A pocket listing is when a property is not advertised on the multiple listing service (MLS). This can occur in a couple of different ways. One way is when the seller signs a listing agreement and either (a) opts out of MLS advertising – this is also commonly referred to as an office exclusive listing or (b) a property is advertised as “coming soon” and the property sells before the property is marketed on the MLS. Another way is when the seller and agent do not have a listing agreement. Instead, the seller and agent have an understanding that the seller will sell the property if the right offer is presented.
Due to the inherent dangers with pocket listings, real estate agents should understand the legal, ethical and industry issues related to pocket listings.
Office exclusive listings are prohibited by MLS unless the seller opts out
MLS rules usually require agents to file listings on the MLS within two days of receiving a signed agreement. And, in the event the seller opts out of marketing their property on the MLS, the seller is then typically required to provide written authorization confirming the seller’s decision to opt out. Significantly, if the seller does not opt out and the listing is not filed on the MLS, the agent is probably in violation of MLS rules and could be subjected to significant penalties and fines.
Is a pocket listing ethical?
Article 1 of the Code of Ethics requires that REALTORS® “protect and promote the interests of their client.” Accordingly, it can be argued that the agent is violating Article 1 if a property is not marketed to a larger audience via the MLS so that the seller can receive more competitive offers. Additionally, the valuation of a property may not be as accurate because the seller does not have the benefit of the use of MLS comparables.
Moreover, Article 3 of the Code of Ethics places a duty to cooperate on REALTORS®. Arguably, if an agent has a pocket listing and does not file the listing on the MLS for broader exposure and allow for cooperative marketing, the agent is not cooperating with other REALTORS®.
Is a pocket listing legal?
Arizona allows pocket listings. However, agents should proceed with caution and consider the related risk management concerns pocket listings pose.
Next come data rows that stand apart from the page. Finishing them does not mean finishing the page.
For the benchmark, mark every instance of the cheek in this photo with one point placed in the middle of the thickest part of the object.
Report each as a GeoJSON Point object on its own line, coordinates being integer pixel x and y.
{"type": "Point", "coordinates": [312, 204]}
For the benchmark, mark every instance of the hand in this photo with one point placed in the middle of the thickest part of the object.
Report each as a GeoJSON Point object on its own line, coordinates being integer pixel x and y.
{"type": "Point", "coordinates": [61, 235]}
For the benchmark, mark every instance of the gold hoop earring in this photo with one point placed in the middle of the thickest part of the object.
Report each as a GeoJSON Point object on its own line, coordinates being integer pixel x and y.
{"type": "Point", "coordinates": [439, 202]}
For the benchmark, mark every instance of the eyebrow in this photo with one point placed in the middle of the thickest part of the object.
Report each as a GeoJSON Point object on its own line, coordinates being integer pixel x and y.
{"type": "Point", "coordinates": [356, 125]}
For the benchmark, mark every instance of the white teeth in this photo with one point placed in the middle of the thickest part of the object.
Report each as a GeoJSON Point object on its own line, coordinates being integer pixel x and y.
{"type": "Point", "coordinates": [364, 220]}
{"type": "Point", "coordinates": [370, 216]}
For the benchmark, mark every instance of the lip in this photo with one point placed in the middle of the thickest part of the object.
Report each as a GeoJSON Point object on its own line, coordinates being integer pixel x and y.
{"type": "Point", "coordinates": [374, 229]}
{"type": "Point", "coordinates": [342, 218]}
Arizona law provides that “[a] licensee owes a fiduciary duty to the client and shall protect and promote the client’s interests.” A.A.C. R4-28-1101(A). Similar to the argument for Article 1, less exposure could limit competitive offers thereby appearing as though the agent did not “protect and promote the client’s interests.” With regard to fiduciary duty, the agent must place their client’s interests above their own. Because a pocket listing could be perceived to benefit the agent (dual agency) over the seller, it could be determined that the agent breached their fiduciary duty.
Furthermore, if an agent limits listing exposure to only certain markets, it may have a discriminatory effect even if there was no intent to discriminate. And, if the agent belongs to a “pocket listing club” that sets the minimum commission to participate, it amounts to a price-fixing arrangement and violates federal antitrust regulations.
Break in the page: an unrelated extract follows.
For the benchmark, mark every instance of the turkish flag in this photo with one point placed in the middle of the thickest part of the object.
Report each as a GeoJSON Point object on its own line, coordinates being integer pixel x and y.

Keeping properties from the MLS may skew market value. In other words, because pocket listings are never entered into the MLS database once they are sold, it limits the available information about the market and makes it difficult for other agents, buyers and sellers to determine values of nearby properties. Likewise, an appraiser’s appraisal may be compromised with limited information.
If the agent markets a property as “coming soon” via a sign with a “coming soon” rider, the agent must first obtain the seller’s written authority. Typically, written authority is issued with an employment agreement which, in turn, may trigger the requirement for the property to be listed in the MLS.
A changing market could cause the seller to not receive the highest and best offer if the property is not marketed on the MLS.
Benefits of MLS
Generally, it is in the seller’s best interest to market the property to as large of a forum as possible. MLS provides that kind of exposure. Additionally, marketing via the MLS is not only open to all REALTORS® that participate with that MLS but MLS feeds are usually provided to a larger pool of consumers by way of the internet.
Brokers should educate their agents
Although they are not the same, the terminology for pocket listings and coming soon listings are sometimes used interchangeably. Because using the wrong terminology could convey the wrong information, brokers should educate their agents regarding the differences between the listings.
Additionally, brokers should educate their agents regarding the pros and cons of a pocket listing. An educated agent will be able to provide their seller with the necessary information to make an informed decision.
Finally, brokers may want to consider updating their policies and procedures to address pocket listings.